Au Québec, aucune société de transport collectif ne s’est aventurée à développer un tel projet. L’application mobile Shergo, mise au point par les experts en mobilité durable Greenplay, est actuellement en rodage auprès de 150 travailleurs sherbrookois. Pour chaque kilomètre parcouru en autobus, à pied ou à vélo, des points sont accumulés. À 1000 points, l’usager a droit à une carte-cadeau de 10 $ à dépenser chez des commerçants locaux.

PHOTO MARTIN TREMBLAY, LA PRESSE

Jonathan Desroches-Pichette, chargé de projet pour le Centre de mobilité durable de Sherbrooke.

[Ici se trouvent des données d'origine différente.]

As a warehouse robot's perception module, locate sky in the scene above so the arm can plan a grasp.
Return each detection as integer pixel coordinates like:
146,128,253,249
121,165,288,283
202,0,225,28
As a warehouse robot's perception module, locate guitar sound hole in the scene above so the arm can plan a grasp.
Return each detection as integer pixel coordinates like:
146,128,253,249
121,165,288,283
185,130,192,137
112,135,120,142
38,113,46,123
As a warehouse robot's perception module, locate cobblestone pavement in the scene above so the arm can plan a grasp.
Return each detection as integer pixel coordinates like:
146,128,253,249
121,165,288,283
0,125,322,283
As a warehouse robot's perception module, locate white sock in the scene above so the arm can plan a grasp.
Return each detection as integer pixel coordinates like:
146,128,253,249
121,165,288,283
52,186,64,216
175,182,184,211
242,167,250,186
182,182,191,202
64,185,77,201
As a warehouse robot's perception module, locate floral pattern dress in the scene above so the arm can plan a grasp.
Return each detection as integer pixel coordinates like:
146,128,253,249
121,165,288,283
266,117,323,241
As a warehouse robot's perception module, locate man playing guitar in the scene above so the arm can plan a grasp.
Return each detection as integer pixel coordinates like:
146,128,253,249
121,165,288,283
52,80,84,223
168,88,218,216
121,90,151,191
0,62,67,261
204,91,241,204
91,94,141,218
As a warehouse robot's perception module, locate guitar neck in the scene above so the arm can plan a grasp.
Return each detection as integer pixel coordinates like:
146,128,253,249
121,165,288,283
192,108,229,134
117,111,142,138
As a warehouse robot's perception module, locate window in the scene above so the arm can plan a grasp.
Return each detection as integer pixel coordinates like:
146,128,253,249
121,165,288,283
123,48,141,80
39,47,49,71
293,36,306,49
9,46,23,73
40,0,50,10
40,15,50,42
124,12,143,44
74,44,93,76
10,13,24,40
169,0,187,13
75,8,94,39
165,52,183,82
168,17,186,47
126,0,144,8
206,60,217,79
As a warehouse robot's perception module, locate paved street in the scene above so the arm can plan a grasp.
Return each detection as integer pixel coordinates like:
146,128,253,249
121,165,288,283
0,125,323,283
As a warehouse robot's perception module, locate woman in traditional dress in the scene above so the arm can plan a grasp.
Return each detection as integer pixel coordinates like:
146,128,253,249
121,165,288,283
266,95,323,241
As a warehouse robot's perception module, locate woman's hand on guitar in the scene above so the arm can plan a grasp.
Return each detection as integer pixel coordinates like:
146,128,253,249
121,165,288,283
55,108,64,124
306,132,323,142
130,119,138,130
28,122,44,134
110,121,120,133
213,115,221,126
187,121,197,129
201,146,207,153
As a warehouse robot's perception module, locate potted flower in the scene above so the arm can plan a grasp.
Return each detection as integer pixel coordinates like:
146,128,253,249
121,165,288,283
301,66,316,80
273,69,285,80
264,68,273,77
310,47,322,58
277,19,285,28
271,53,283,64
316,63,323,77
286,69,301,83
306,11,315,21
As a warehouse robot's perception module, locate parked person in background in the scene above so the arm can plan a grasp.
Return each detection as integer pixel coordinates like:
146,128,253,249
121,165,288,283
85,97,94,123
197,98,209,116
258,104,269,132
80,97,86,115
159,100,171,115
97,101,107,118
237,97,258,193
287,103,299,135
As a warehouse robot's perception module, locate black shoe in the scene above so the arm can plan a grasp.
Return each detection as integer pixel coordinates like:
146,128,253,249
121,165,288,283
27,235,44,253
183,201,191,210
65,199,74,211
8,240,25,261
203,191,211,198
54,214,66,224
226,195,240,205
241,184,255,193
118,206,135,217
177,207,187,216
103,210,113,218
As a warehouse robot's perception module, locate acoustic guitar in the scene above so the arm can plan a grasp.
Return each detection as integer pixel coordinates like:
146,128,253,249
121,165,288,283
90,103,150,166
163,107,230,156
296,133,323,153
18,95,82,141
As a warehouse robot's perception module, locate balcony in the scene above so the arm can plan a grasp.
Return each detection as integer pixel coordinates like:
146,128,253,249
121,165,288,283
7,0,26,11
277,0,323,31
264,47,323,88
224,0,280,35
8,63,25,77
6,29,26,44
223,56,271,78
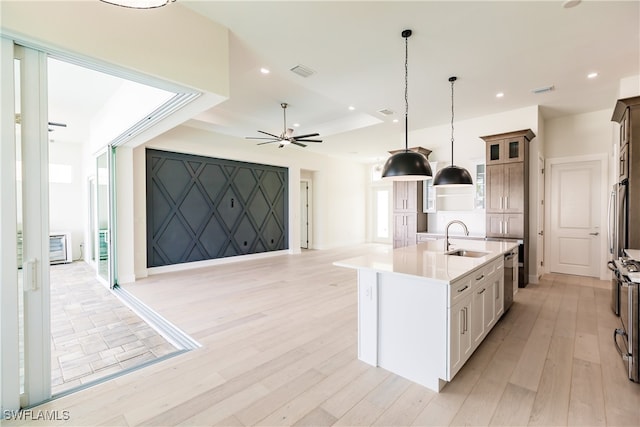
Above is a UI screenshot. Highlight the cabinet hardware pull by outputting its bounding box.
[462,307,469,335]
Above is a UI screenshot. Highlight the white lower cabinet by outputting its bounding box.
[447,259,504,381]
[447,295,472,379]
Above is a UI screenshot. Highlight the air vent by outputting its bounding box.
[291,64,316,77]
[531,85,555,94]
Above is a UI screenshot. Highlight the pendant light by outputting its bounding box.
[433,76,473,187]
[100,0,176,9]
[382,30,433,181]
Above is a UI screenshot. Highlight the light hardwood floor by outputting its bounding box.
[8,245,640,426]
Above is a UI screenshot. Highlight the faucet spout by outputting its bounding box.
[444,219,469,252]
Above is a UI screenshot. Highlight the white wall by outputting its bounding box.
[49,142,87,259]
[130,126,368,278]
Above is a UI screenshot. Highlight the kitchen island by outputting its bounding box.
[334,239,517,391]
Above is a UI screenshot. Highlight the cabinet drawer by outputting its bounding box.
[448,274,474,307]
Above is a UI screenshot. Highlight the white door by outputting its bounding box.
[549,160,603,277]
[300,181,309,249]
[536,157,544,277]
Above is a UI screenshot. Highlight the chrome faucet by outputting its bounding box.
[444,219,469,252]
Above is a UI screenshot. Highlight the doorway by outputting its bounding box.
[546,156,606,277]
[300,179,312,249]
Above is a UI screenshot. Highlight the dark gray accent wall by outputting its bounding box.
[146,149,289,267]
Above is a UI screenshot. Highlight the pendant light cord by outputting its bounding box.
[402,30,411,152]
[449,77,458,166]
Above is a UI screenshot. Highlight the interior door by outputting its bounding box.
[300,181,309,249]
[549,160,602,277]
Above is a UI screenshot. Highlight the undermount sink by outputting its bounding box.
[445,249,489,258]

Avec son application à la main, Jonathan Desroches-Pichette, chargé de projet pour le Centre de mobilité durable de Sherbrooke, a donné rendez-vous à La Presse à l’arrêt d’autobus du siège social de la STS, au 895, rue Cabana. L’idée est d’emprunter le circuit de l’autobus 15, jusqu’au campus principal de l’Université de Sherbrooke. Puis de revenir au point de départ, avec le circuit 601.

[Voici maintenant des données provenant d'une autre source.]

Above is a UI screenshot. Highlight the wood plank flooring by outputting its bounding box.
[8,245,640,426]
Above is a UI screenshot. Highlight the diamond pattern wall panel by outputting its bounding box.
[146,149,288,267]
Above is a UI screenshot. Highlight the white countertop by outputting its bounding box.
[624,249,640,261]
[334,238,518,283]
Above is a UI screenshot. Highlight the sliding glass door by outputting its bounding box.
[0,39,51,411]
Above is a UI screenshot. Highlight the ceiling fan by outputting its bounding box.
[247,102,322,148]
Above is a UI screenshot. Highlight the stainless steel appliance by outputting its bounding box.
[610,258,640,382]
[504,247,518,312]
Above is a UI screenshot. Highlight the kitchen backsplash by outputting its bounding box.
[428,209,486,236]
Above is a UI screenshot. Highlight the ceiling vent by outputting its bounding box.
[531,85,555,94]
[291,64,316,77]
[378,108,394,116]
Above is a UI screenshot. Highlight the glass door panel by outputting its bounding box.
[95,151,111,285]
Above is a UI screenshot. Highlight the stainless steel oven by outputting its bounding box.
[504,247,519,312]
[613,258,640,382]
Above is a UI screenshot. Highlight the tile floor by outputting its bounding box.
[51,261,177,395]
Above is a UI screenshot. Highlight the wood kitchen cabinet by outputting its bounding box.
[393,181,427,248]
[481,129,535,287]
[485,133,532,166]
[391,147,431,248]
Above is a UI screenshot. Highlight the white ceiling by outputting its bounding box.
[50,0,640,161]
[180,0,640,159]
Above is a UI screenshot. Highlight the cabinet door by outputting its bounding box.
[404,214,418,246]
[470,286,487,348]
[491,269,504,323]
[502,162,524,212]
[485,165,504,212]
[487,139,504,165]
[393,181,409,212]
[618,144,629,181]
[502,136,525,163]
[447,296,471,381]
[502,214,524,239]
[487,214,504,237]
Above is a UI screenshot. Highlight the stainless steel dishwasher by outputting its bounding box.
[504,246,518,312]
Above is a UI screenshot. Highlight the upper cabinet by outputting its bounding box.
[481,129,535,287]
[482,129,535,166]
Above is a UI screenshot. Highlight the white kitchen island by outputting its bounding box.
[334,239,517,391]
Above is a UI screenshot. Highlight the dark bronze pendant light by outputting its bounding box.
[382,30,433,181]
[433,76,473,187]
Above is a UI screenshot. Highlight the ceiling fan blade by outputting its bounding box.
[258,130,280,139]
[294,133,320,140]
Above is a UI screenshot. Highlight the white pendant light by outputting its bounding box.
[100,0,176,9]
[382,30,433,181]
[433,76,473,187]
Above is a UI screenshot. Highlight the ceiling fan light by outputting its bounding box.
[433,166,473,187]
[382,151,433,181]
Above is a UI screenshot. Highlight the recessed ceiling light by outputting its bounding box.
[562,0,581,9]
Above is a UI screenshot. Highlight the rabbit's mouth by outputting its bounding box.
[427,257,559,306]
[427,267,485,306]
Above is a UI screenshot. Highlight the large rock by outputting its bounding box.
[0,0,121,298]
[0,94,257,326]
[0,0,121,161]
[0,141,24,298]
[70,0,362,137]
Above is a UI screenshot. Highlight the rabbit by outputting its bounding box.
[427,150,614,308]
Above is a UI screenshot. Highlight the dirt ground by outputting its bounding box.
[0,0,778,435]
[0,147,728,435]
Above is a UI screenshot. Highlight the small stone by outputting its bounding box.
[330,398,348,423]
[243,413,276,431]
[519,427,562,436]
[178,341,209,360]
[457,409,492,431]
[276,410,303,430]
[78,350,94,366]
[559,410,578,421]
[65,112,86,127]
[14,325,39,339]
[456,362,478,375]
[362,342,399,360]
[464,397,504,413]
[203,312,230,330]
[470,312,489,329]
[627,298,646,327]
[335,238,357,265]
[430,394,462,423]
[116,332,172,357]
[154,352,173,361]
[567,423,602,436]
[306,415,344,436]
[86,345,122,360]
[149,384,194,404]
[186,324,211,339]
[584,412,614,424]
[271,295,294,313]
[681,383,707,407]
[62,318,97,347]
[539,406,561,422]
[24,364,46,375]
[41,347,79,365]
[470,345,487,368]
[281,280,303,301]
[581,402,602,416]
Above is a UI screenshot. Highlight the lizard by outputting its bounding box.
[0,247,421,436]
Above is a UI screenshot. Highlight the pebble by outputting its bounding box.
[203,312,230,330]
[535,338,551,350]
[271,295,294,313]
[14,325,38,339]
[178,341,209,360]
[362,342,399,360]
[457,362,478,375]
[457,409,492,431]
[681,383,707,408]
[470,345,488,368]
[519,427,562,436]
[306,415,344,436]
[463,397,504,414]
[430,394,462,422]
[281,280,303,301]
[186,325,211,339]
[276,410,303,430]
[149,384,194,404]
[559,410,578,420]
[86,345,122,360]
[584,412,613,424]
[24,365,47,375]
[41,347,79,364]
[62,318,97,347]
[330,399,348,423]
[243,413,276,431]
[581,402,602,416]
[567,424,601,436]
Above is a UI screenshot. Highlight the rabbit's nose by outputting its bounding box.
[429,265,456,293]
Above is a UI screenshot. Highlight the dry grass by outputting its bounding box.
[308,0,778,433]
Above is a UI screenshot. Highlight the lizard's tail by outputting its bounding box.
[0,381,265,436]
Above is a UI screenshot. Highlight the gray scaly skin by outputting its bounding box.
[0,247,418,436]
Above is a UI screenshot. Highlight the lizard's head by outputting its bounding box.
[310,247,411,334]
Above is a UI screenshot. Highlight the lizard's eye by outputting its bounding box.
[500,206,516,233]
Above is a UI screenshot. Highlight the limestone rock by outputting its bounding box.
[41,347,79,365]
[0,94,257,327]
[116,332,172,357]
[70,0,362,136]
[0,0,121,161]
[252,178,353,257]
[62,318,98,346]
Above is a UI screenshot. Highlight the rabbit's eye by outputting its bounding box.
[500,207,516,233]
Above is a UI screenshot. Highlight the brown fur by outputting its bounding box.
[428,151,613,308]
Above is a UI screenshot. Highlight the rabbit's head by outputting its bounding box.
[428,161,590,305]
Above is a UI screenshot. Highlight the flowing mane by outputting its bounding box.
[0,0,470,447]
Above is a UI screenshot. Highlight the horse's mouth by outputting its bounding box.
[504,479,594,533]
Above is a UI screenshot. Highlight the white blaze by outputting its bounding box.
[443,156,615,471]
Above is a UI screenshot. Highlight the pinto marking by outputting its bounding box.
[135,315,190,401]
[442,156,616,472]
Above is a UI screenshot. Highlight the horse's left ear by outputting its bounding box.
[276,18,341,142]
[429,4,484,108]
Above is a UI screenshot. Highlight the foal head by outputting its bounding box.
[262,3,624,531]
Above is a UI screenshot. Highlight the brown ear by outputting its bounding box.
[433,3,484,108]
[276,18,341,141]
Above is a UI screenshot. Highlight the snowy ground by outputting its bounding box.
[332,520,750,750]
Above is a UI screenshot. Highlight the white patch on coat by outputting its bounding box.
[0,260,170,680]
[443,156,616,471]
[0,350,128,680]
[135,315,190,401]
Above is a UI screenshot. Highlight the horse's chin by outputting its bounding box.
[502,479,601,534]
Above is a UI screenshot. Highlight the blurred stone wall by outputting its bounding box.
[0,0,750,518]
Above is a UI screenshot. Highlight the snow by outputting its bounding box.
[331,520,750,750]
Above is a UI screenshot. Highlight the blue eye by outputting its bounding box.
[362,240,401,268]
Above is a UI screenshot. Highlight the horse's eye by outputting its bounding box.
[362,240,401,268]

Des bonbons pour les utilisateurs

Un peu à l’image des applications d’activités sportives par GPS, Shergo s’articule à travers différents onglets ludiques. Les utilisateurs obtiennent des badges et montent de niveau. L’un des onglets représente un avatar à l’allure citadine, avec sa casquette, qui gagne en forme physique. Il emmagasine des cœurs pour chaque kilomètre, pour ses calories dépensées.

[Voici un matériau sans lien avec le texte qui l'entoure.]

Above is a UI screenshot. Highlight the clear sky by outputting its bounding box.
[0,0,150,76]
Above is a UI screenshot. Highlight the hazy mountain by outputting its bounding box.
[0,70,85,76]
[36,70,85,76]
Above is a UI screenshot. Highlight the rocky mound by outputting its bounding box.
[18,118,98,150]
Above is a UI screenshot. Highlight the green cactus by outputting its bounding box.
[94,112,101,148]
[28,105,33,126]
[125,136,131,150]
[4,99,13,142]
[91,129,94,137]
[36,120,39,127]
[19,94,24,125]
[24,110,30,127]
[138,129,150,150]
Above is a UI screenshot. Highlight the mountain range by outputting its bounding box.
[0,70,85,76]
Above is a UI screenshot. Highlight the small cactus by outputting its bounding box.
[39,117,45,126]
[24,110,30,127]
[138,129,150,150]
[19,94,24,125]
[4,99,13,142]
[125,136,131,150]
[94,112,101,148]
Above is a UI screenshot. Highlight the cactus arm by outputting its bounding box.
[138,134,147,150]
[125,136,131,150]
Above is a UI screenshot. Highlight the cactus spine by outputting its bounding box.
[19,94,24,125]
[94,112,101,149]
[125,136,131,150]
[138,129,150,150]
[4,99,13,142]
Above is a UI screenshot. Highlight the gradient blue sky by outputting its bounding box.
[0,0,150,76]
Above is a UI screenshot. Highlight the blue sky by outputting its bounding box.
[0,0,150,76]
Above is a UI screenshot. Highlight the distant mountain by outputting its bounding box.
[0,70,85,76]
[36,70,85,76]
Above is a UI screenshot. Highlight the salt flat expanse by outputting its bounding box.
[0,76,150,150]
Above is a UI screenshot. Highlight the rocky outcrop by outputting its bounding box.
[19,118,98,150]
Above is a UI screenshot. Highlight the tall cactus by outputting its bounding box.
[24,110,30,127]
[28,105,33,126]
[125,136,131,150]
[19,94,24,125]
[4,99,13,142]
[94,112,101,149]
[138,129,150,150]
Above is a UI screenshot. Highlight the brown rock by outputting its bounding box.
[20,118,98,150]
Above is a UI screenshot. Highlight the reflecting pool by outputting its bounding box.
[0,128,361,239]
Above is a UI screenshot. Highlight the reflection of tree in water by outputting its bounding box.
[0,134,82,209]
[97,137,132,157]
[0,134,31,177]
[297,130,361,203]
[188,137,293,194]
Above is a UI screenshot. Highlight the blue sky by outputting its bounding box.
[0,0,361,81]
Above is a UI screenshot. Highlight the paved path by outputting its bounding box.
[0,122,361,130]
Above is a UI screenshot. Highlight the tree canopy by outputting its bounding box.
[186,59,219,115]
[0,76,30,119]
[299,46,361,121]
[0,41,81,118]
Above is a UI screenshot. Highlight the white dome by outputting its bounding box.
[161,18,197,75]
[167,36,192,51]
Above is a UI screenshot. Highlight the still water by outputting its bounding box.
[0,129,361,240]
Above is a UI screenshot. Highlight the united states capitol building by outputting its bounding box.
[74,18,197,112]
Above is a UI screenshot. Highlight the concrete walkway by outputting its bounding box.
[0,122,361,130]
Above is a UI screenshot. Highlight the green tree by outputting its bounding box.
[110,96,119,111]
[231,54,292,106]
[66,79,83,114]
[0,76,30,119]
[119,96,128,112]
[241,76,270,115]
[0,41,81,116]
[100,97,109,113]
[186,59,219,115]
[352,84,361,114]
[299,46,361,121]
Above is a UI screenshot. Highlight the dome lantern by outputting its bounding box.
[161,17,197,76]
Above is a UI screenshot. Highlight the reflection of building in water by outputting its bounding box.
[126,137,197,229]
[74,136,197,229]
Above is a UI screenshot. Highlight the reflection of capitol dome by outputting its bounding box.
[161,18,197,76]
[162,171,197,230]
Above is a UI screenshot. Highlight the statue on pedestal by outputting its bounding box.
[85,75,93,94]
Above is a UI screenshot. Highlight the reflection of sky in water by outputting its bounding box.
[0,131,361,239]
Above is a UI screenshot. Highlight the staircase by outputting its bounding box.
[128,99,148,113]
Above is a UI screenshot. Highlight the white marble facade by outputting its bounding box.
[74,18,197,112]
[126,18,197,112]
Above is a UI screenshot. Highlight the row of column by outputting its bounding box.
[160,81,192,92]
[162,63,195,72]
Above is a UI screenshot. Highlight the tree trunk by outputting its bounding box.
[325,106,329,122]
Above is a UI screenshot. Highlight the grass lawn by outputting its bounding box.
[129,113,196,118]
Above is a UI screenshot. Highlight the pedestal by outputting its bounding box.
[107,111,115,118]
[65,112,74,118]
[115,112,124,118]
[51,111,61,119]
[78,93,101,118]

Son élaboration a obtenu un financement de 300 000 $ provenant de la Ville de Sherbrooke, en partenariat avec la Fédération canadienne des municipalités. Cet argent a également servi à rembourser, en partie, les commerces qui offrent des cartes-cadeaux aux utilisateurs de l’application.

PHOTO MARTIN TREMBLAY, LA PRESSE

L’un des onglets représente un avatar à l’allure citadine, avec sa casquette, qui gagne en forme physique. Il emmagasine des cœurs pour chaque kilomètre, pour ses calories dépensées.

À la fin du parcours d’environ 6 kilomètres – le tout en prenant en considération la forme physique du chargé de projet –, le trajet a permis à notre équipe d’obtenir 36 points. Pour l’autobus, 3 g d’équivalent CO2 (GES) sont épargnés par kilomètre, explique-t-on. Pour la marche, la course, le vélo, on parle de 4 g épargnés.

M. Desroches-Pichette ne s’en cache pas, la plateforme est en période d’essai, il y a des lacunes, elle est appelée à s’améliorer. L’un des gros défis consiste à convaincre les commerçants d’embarquer dans le projet en offrant des rabais sur leurs produits, explique-t-il.

L’algorithme serait également plus performant s’il indiquait en temps réel le trajet des autobus. L’application pourrait s’adresser à toute la population, pas juste aux déplacements professionnels. Mais, déjà, ajoute le chargé de projet, d’autres citoyens ont commencé à la télécharger.

« Les possibilités sont grandes. Éventuellement, ce serait bien que l’application s’arrime aux laissez-passer d’autobus. Il faudrait penser à récompenser les retraités qui délaissent la voiture. On pourrait aussi ajouter les déplacements sportifs le week-end. »

PHOTO MARTIN TREMBLAY, LA PRESSE

Différents trajets d’autobus à Sherbrooke

Mobili-T est un organisme à but non lucratif qui accompagne les municipalités, les organisations et les employeurs pour favoriser les déplacements en transport collectif, à pied, à vélo, en covoiturage ou en autopartage. À l’Université de Sherbrooke et au cégep, par exemple, les étudiants et collégiens ont accès gratuitement au service de transports en commun et le personnel a des rabais.

Alexandra Leblanc est coordonnatrice des projets en mobilité durable pour Mobili-T. Elle affirme que les gens du milieu ont hâte de voir les retombées de l’appli.

PHOTO MARTIN TREMBLAY, LA PRESSE

Le but du projet est notamment de fidéliser les utilisateurs du service d’autobus.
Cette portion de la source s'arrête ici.